The matter of private interviews was discussed at length during our meeting.
The Iraqi side confirmed the commitment, which it made to us on 20 January, to encourage persons asked to accept such interviews, whether in or out of Iraq.
So far, we have only had interviews in Baghdad. A number of persons have declined to be interviewed, unless they were allowed to have an official present or were allowed to tape the interview.
Three persons that had previously refused interviews on Unmovic's terms, subsequently accepted such interviews just prior to our talks in Baghdad on 8 and 9 February.
These interviews proved informative. No further interviews have since been accepted on our terms.
I hope this will change. We feel that interviews conducted without any third party present and without tape recording would provide the greatest credibility.
At the recent meeting in Baghdad, as on several earlier occasions, my colleague Dr ElBaradei and I have urged the Iraqi side to enact legislation implementing the UN prohibitions regarding weapons of mass destruction.
In a letter just received two days ago, we were informed that this process was progressing well and this morning we had a message that legislation has now been adopted by the Iraqi National Assembly in an extraordinary session.
This is a positive step.
Mr President, I should like to make some comments on the role of intelligence in connection with inspections in Iraq. A credible inspection regime requires that Iraq provide full co-operation on "process" - granting immediate access everywhere to inspectors - and on substance, providing full declarations supported by relevant information and material.
However, with the closed society in Iraq of today and the history of inspections there, other sources of information, such as defectors and government intelligence agencies are required to aid the inspection process.
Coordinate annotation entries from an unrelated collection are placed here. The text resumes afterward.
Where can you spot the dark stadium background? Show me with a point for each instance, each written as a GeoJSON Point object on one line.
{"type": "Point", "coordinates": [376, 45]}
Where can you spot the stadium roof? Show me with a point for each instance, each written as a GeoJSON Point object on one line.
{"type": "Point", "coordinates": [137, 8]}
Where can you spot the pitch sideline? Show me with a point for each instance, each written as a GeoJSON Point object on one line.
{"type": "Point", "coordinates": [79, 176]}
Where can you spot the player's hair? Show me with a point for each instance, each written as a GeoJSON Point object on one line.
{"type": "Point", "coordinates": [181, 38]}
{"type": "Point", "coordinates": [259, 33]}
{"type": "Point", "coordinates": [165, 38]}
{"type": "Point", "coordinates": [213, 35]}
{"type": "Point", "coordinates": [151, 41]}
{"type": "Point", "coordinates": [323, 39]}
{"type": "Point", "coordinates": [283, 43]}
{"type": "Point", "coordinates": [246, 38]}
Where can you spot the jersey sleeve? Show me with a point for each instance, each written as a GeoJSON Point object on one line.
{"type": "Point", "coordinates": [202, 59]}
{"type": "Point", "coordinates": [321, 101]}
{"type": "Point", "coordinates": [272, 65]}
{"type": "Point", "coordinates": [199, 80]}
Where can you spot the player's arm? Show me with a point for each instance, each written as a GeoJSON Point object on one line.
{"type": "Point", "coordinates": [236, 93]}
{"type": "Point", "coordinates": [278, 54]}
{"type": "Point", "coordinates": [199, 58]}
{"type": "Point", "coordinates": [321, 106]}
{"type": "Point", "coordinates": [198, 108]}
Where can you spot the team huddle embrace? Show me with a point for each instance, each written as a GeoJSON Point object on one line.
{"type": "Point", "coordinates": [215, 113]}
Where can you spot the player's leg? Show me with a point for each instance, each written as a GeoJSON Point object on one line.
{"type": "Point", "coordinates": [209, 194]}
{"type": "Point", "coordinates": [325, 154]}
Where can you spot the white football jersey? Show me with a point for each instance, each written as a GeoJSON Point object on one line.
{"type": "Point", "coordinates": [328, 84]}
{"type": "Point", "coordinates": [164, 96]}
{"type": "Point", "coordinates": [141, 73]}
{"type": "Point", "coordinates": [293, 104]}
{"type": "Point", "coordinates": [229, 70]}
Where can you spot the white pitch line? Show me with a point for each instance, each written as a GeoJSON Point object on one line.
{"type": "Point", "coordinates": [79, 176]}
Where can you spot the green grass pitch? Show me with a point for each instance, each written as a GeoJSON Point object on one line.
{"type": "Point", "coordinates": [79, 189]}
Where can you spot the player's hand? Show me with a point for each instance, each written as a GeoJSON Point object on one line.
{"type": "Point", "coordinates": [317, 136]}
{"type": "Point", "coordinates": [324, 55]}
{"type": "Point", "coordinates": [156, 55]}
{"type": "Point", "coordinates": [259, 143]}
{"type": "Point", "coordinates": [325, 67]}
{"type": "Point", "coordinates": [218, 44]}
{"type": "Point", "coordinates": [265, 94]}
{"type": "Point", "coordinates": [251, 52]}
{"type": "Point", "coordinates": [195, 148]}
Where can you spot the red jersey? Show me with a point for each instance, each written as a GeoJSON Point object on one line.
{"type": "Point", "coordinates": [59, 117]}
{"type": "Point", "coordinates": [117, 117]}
I remember how, in 1991, several inspections in Iraq, which were based on information received from a government, helped to disclose important parts of the nuclear
It was realised that an international organisation authorised to perform inspections anywhere on the ground could make good use of information obtained from
governments with eyes in the sky, ears in the ether, access to defectors, and both eyes and ears on the market for weapons-related material.
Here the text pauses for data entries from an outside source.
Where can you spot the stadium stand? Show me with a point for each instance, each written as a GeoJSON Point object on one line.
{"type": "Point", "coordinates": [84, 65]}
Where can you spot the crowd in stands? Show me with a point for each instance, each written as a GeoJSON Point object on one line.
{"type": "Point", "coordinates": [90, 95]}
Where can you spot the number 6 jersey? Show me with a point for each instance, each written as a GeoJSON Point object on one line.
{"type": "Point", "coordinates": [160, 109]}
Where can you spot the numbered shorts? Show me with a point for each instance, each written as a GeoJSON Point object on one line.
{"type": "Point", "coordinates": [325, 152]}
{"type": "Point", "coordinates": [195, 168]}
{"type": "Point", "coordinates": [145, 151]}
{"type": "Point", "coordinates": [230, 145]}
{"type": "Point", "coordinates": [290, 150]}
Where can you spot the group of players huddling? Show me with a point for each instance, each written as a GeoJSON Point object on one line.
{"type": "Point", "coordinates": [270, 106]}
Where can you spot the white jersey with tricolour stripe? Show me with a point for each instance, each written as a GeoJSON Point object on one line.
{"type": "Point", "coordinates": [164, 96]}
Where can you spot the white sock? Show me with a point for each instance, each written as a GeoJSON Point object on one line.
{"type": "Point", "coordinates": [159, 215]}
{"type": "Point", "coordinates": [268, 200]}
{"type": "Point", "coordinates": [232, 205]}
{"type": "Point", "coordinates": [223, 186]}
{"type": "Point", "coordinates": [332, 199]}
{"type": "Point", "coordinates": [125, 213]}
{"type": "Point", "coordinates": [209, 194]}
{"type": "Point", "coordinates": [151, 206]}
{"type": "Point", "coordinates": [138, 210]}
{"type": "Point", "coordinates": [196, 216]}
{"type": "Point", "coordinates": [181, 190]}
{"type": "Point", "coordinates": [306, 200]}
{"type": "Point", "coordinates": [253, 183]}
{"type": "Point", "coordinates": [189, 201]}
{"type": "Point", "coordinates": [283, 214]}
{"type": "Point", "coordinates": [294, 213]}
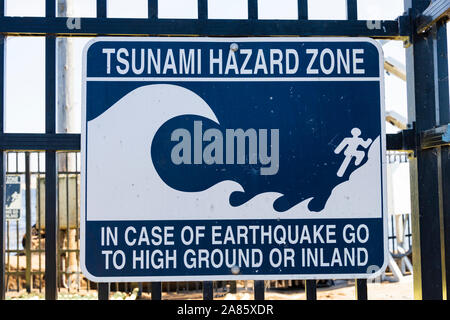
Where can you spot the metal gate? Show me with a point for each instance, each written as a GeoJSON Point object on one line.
{"type": "Point", "coordinates": [422, 29]}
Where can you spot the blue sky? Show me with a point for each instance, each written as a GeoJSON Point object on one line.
{"type": "Point", "coordinates": [25, 72]}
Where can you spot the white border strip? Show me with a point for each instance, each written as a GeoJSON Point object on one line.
{"type": "Point", "coordinates": [229, 79]}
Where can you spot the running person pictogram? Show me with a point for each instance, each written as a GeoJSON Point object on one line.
{"type": "Point", "coordinates": [351, 144]}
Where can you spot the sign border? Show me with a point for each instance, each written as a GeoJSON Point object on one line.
{"type": "Point", "coordinates": [83, 174]}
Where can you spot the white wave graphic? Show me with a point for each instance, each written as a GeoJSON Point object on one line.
{"type": "Point", "coordinates": [129, 188]}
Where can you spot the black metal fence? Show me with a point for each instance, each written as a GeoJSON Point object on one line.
{"type": "Point", "coordinates": [422, 28]}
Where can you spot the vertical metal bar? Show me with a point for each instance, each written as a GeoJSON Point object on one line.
{"type": "Point", "coordinates": [2, 161]}
{"type": "Point", "coordinates": [361, 289]}
{"type": "Point", "coordinates": [156, 291]}
{"type": "Point", "coordinates": [259, 288]}
{"type": "Point", "coordinates": [202, 9]}
{"type": "Point", "coordinates": [424, 168]}
{"type": "Point", "coordinates": [208, 290]}
{"type": "Point", "coordinates": [252, 9]}
{"type": "Point", "coordinates": [311, 290]}
{"type": "Point", "coordinates": [50, 8]}
{"type": "Point", "coordinates": [103, 290]}
{"type": "Point", "coordinates": [28, 222]}
{"type": "Point", "coordinates": [101, 9]}
{"type": "Point", "coordinates": [51, 174]}
{"type": "Point", "coordinates": [152, 9]}
{"type": "Point", "coordinates": [302, 9]}
{"type": "Point", "coordinates": [352, 10]}
{"type": "Point", "coordinates": [444, 118]}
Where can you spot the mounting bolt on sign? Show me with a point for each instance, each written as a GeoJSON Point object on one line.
{"type": "Point", "coordinates": [224, 159]}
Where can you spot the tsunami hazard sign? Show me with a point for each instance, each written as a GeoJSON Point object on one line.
{"type": "Point", "coordinates": [220, 158]}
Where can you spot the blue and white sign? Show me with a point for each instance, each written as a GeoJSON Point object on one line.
{"type": "Point", "coordinates": [246, 158]}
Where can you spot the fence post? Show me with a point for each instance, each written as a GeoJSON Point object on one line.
{"type": "Point", "coordinates": [2, 160]}
{"type": "Point", "coordinates": [208, 290]}
{"type": "Point", "coordinates": [444, 118]}
{"type": "Point", "coordinates": [425, 169]}
{"type": "Point", "coordinates": [28, 222]}
{"type": "Point", "coordinates": [361, 289]}
{"type": "Point", "coordinates": [51, 174]}
{"type": "Point", "coordinates": [103, 290]}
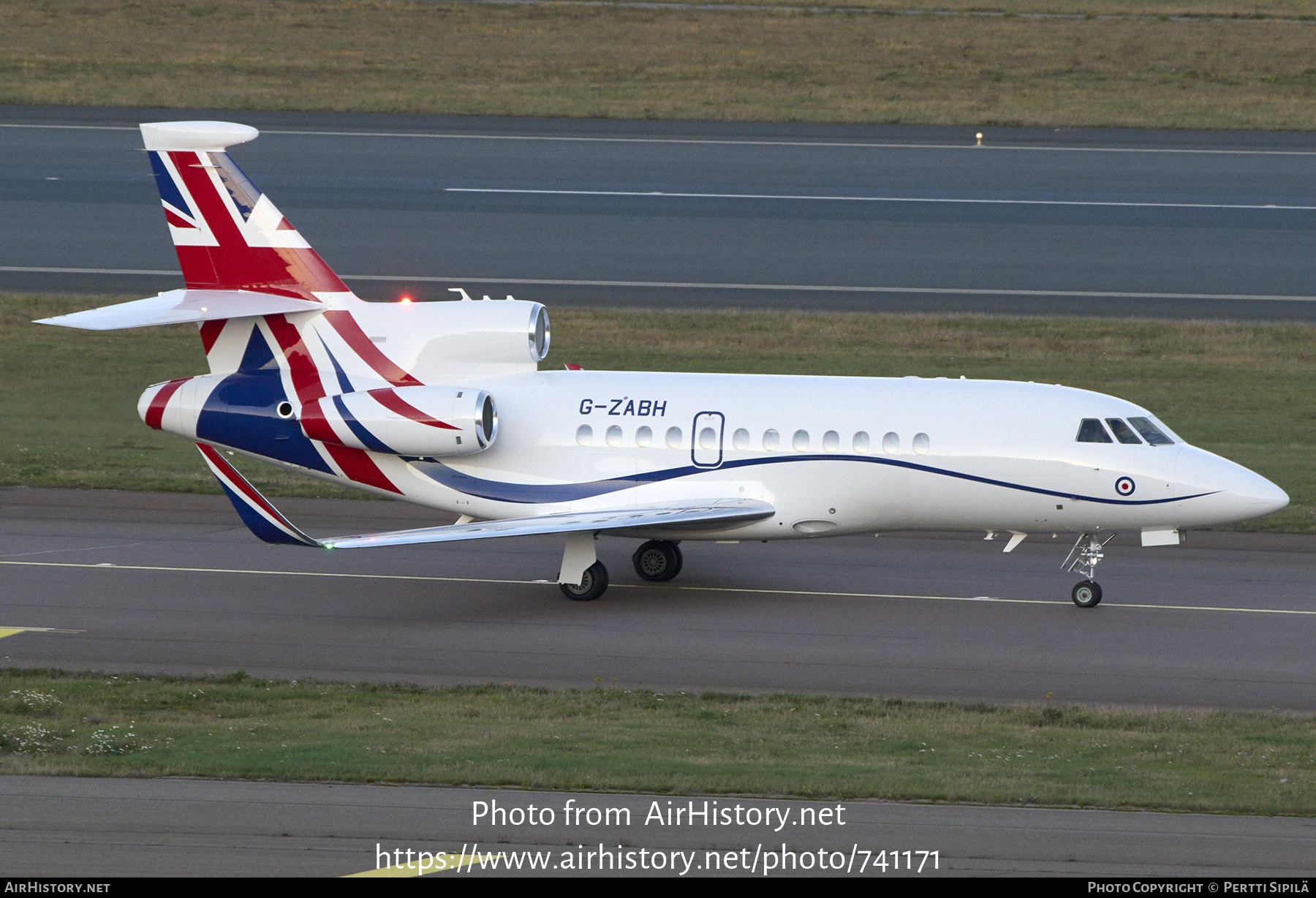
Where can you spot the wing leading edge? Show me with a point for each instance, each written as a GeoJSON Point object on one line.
{"type": "Point", "coordinates": [269, 524]}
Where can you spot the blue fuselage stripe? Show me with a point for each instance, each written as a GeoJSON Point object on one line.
{"type": "Point", "coordinates": [549, 493]}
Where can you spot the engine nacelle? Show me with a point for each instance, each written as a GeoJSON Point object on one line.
{"type": "Point", "coordinates": [434, 422]}
{"type": "Point", "coordinates": [441, 343]}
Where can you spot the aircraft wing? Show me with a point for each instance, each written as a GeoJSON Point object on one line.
{"type": "Point", "coordinates": [268, 523]}
{"type": "Point", "coordinates": [712, 515]}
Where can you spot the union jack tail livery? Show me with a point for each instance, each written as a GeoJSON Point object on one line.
{"type": "Point", "coordinates": [228, 235]}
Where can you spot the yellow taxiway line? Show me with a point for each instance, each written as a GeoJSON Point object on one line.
{"type": "Point", "coordinates": [11, 631]}
{"type": "Point", "coordinates": [641, 586]}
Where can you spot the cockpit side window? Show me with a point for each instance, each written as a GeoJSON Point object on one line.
{"type": "Point", "coordinates": [1123, 432]}
{"type": "Point", "coordinates": [1151, 432]}
{"type": "Point", "coordinates": [1092, 431]}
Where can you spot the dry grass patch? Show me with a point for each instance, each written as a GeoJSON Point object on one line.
{"type": "Point", "coordinates": [638, 64]}
{"type": "Point", "coordinates": [1192, 760]}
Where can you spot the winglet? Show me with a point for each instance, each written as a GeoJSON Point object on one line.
{"type": "Point", "coordinates": [253, 508]}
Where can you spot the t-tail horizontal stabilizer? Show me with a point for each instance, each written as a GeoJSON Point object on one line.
{"type": "Point", "coordinates": [182, 307]}
{"type": "Point", "coordinates": [270, 526]}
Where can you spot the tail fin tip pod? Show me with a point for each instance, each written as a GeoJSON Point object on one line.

It was understood that the information residing in the intelligence services of governments could come to very active use in the international effort to prevent
proliferation of weapons of mass destruction.
This remains true and we have by now a good deal of experience in the matter.
International organisations need to analyse such information critically and especially benefit when it comes from more than one source.
The intelligence agencies, for their part, must protect their sources and methods.
Those who provide such information must know that it will be kept in strict confidence and be known to very few people.
Unmovic has achieved good working relations with intelligence agencies and the amount of information provided has been gradually increasing.
However, we must recognise that there are limitations and that misinterpretations can occur.
Intelligence information has been useful for Unmovic.
In one case, it led us to a private home where documents mainly relating to laser enrichment of uranium were found.
In other cases, intelligence has led to sites where no proscribed items were found.
Even in such cases, however, inspection of these sites were useful in proving the absence of such items and in some cases the presence of other items - conventional munitions.
It showed that conventional arms are being moved around the country and that movements are not necessarily related to weapons of mass destruction.
The presentation of intelligence information by the US secretary of state suggested that Iraq had prepared for inspections by cleaning up sites and removing evidence of proscribed weapons programmes.
I would like to comment only on one case, which we are familiar with, namely, the trucks identified by analysts as being for chemical decontamination at a munitions depot.
This was a declared site, and it was certainly one of the sites Iraq would have expected us to inspect.
We have noted that the two satellite images of the site were taken several weeks apart."